Шон разглядывает другую сторону улицы, потом переводит взгляд на перекресток впереди. Он уже дважды проехал здесь, высматривая признаки установленного за домом наружного наблюдения, но ничего не обнаружил.

– На этот раз мы с тобой зашли очень далеко, Кэт. Намного дальше, чем когда-либо себе позволяли. Если Кайзер уже подозревает Питре, мы можем загубить все дело.

Он смотрит на меня, и во взгляде его читается искреннее беспокойство.

Я отвечаю ему тяжелым взглядом, вылезаю из машины и торопливо иду по тротуару к входной двери, затянутой проволочной сеткой от насекомых. За спиной я слышу быстрые шаги Шона, он догоняет меня.

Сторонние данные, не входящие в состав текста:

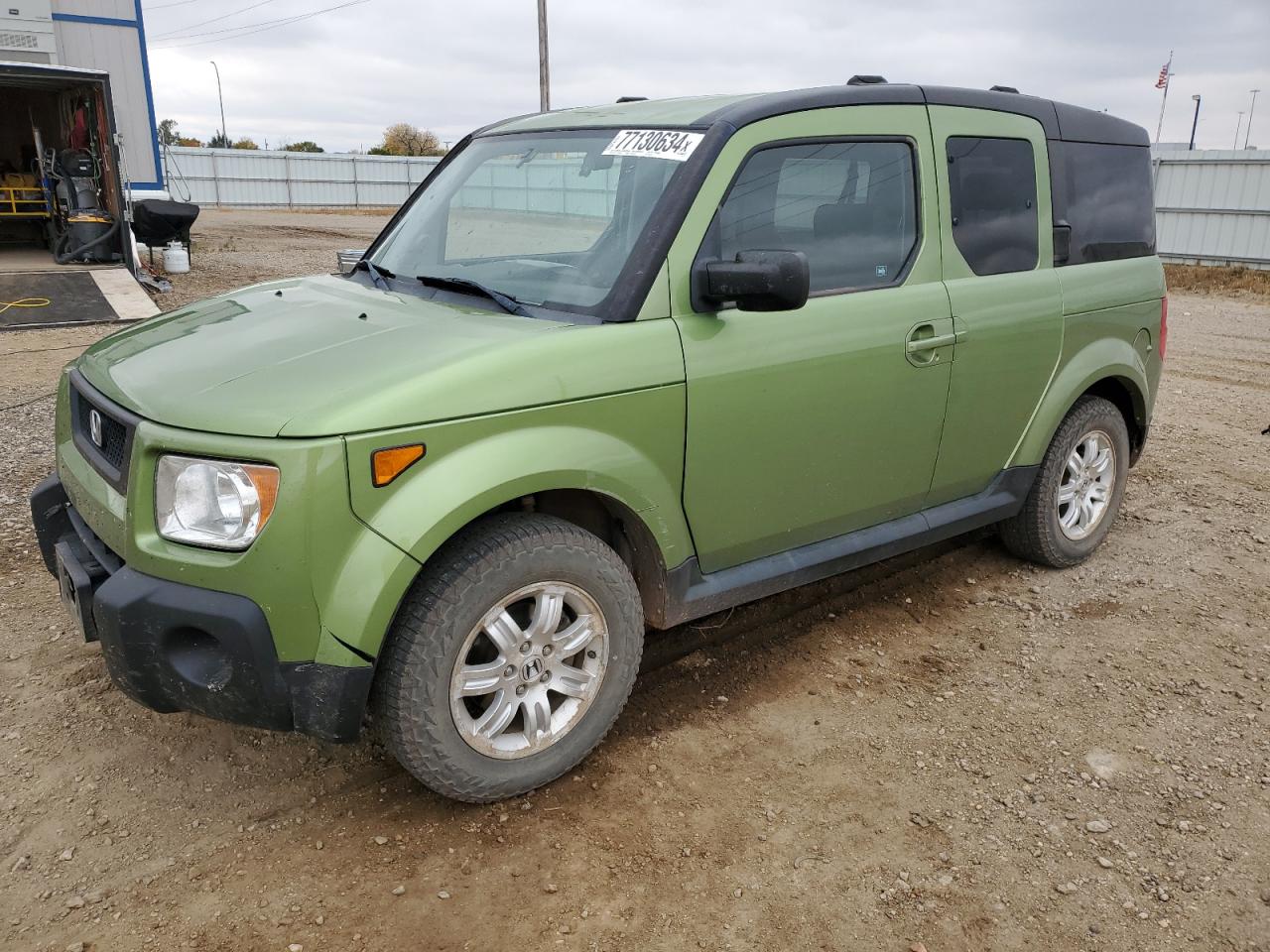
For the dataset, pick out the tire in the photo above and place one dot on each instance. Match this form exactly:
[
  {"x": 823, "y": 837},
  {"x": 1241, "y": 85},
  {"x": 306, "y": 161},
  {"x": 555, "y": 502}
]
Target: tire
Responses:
[
  {"x": 452, "y": 615},
  {"x": 1038, "y": 534}
]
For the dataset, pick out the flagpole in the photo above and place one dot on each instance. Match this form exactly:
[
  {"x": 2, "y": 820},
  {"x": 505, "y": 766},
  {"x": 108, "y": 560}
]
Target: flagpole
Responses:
[{"x": 1169, "y": 75}]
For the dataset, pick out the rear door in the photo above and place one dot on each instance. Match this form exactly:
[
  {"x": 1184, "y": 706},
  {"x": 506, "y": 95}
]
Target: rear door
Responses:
[
  {"x": 808, "y": 424},
  {"x": 997, "y": 243}
]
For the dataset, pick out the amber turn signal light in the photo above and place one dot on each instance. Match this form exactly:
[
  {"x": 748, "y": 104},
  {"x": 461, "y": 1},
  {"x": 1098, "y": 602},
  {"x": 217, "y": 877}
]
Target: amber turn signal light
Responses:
[{"x": 386, "y": 465}]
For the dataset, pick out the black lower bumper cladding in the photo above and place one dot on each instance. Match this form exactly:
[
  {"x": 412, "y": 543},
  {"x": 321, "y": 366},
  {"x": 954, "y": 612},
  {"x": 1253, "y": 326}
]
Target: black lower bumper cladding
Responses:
[{"x": 181, "y": 648}]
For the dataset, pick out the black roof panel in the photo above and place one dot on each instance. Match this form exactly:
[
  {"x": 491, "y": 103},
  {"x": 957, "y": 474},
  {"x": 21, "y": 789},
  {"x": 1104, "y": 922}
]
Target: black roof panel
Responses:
[{"x": 1058, "y": 119}]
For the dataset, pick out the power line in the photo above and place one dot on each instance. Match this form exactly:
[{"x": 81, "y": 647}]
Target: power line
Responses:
[
  {"x": 235, "y": 30},
  {"x": 258, "y": 28},
  {"x": 213, "y": 19}
]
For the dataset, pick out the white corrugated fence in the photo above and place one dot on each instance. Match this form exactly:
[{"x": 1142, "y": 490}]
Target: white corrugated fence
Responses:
[
  {"x": 1211, "y": 207},
  {"x": 250, "y": 178}
]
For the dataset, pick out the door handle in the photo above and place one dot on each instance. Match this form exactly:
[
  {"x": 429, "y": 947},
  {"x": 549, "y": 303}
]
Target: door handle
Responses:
[{"x": 917, "y": 345}]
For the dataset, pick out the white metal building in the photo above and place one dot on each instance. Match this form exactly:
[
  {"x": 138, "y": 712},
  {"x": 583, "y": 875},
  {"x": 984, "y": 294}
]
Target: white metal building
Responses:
[{"x": 98, "y": 35}]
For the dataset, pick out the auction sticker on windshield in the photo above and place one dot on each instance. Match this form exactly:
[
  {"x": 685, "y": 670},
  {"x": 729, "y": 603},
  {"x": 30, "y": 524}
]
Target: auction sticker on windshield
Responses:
[{"x": 654, "y": 144}]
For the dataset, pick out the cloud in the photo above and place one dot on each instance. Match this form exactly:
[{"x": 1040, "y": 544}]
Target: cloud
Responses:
[{"x": 341, "y": 77}]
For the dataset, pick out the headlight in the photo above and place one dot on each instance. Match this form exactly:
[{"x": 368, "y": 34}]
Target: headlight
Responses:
[{"x": 213, "y": 503}]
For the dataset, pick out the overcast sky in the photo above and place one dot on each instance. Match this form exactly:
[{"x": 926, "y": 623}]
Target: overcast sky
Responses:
[{"x": 341, "y": 76}]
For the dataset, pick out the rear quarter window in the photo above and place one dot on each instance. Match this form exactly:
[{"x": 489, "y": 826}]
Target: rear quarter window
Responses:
[{"x": 1110, "y": 206}]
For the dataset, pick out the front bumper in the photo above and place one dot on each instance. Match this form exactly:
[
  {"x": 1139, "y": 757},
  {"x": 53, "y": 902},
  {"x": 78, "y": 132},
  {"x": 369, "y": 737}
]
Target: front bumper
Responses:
[{"x": 181, "y": 648}]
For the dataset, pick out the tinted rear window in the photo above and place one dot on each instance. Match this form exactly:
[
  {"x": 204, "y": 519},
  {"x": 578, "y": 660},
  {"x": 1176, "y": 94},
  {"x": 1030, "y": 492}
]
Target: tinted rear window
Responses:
[
  {"x": 992, "y": 191},
  {"x": 1109, "y": 202}
]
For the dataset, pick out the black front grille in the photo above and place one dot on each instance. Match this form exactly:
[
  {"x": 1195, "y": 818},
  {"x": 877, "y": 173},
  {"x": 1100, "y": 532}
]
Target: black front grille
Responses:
[
  {"x": 103, "y": 431},
  {"x": 113, "y": 433}
]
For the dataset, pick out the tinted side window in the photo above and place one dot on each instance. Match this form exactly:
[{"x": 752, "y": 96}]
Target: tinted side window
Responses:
[
  {"x": 1109, "y": 202},
  {"x": 849, "y": 207},
  {"x": 992, "y": 190}
]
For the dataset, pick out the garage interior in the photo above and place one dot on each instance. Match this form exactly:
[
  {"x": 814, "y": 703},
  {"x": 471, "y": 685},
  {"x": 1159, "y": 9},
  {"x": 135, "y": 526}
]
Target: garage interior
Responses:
[{"x": 62, "y": 202}]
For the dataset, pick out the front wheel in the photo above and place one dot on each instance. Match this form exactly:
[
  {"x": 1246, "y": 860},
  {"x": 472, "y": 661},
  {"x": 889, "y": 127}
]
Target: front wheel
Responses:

– Отойди от света, – говорит он.

Я стою в тени карниза, а Шон быстро обходит вокруг дома. Самым громким звуком в окрестностях остается шум кондиционеров, в который вплетается приглушенное бормотание работающих телевизоров.

– Ничего не видно, – сообщает Шон, подходя ко мне. – Повсюду на окнах задернуты занавески.

Прежде чем он успевает придумать причину, по которой нам надо выждать еще некоторое время, я поднимаюсь по трем бетонным ступенькам и стучу в дверь.

Внутри слышны торопливые шаги. Потом занавеска на окне слева от нас отодвигается и к стеклу приникает темный силуэт – кто-то смотрит наружу. Я не успеваю рассмотреть, кто это, как занавеска опускается.

– Кто там? – доносится до нас приглушенный женский голос.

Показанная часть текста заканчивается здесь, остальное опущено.